Joseph Cornell, Hôtel de l'Étoile (detail), c. 1958. Courtesy: The Joseph and Robert Cornell Memorial Foundation / VAGA, New York / DACS, London. Photo: Nathan Keay / MCA Chicago

A sister volume, Blue Mythologies appeared last summer and found Mavor charming her familiar preoccupations into a lighter collection of blue notes. Often little more than a page is spent on each fleeting fascination, from the fathomlessness of International Klein Blue to the light in Krzysztof Kieslowski’s film Three Colors: Blue (1993).

Jean Rhys may be the grande dame of this blue fatigue, always drowsy, often lost, obliquely blue and discreetly damaged: ‘Well, here I am,’ she writes in Good Morning, Midnight (1939), ‘when you’ve been made very cold and very sane you’ve also been made very passive. (Why worry, why worry?) I can’t sleep. Rolling from side to side …’ A deadened ear would detect the unnerving notes to ‘very sane’, and something anxious, almost despairing, about the all-over fidgeting of these sentences. Rhys likes ‘blue air, easy to breathe’ but she’s always breathlessly moving, passing out and flickering back to life. Blue weaves through her work as anguish or, in brighter moments, as the gloom that descends when you can’t find a way out of your head on an eight-drink night.

And who haunts these books? Who else but everybody’s favourite ghost, Franz Kafka, a writer once defined in the 1922 Bestiary of Modern Literature – a bizarre little document in which Czech writers are described like animals in a hallucinatory zoo – as a ‘rare, magnificent moon-blue mouse’. The Blue Octavo Notebooks (1917–19), his elliptical half-diary, half-fiction compendia, are amongst his oddest works. Kafka’s writing, so marked by its painstaking choreography and peculiar breathing, is stripped down to its luminous bones: one-liners, notes on phantom illnesses and isolated tableaux. They contain some of his eeriest riddles – ‘a cage went in search of a bird’ – and his strangest sketches. ‘The crows maintain that a single crow could destroy the heavens. There is no doubt of that but it proves nothing against the heavens, for heaven only means: the impossibility of crows.’ (Blue books like to look at heaven in a frightened way.) Kafka usually sounds delirious from the chill air or else oddly becalmed, sitting alone with his spiritual ills at three in the morning while outside in the winter dark ‘the voices of the world become quieter and fewer’.

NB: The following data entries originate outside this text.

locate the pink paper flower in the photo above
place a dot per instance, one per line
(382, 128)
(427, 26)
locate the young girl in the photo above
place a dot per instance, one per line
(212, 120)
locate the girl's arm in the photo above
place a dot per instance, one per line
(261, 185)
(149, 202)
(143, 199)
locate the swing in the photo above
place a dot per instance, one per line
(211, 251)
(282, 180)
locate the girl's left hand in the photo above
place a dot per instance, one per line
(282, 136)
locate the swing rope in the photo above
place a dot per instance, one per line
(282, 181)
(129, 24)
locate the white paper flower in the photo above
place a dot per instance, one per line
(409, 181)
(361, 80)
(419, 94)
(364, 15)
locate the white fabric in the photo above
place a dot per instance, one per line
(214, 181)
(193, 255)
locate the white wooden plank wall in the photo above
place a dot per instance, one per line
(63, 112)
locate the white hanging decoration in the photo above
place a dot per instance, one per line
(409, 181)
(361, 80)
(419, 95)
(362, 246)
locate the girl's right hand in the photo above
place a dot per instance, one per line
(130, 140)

And this is the most vivid symptom of the blue book, the studied withdrawal from the world into the dark interiors of memory and imagination. That same spooky diminuendo occurs in each one, so all that remains is a haunted monologue. In blue books, writers map out their solitude and disappear into it. They do peculiar things to their prose, to give it precisely the sorrowful lushness of a bruise.

Charlie Fox is a writer who lives in London, UK. His book of essays, This Young Monster (2017), is published by Fitzcarraldo Editions.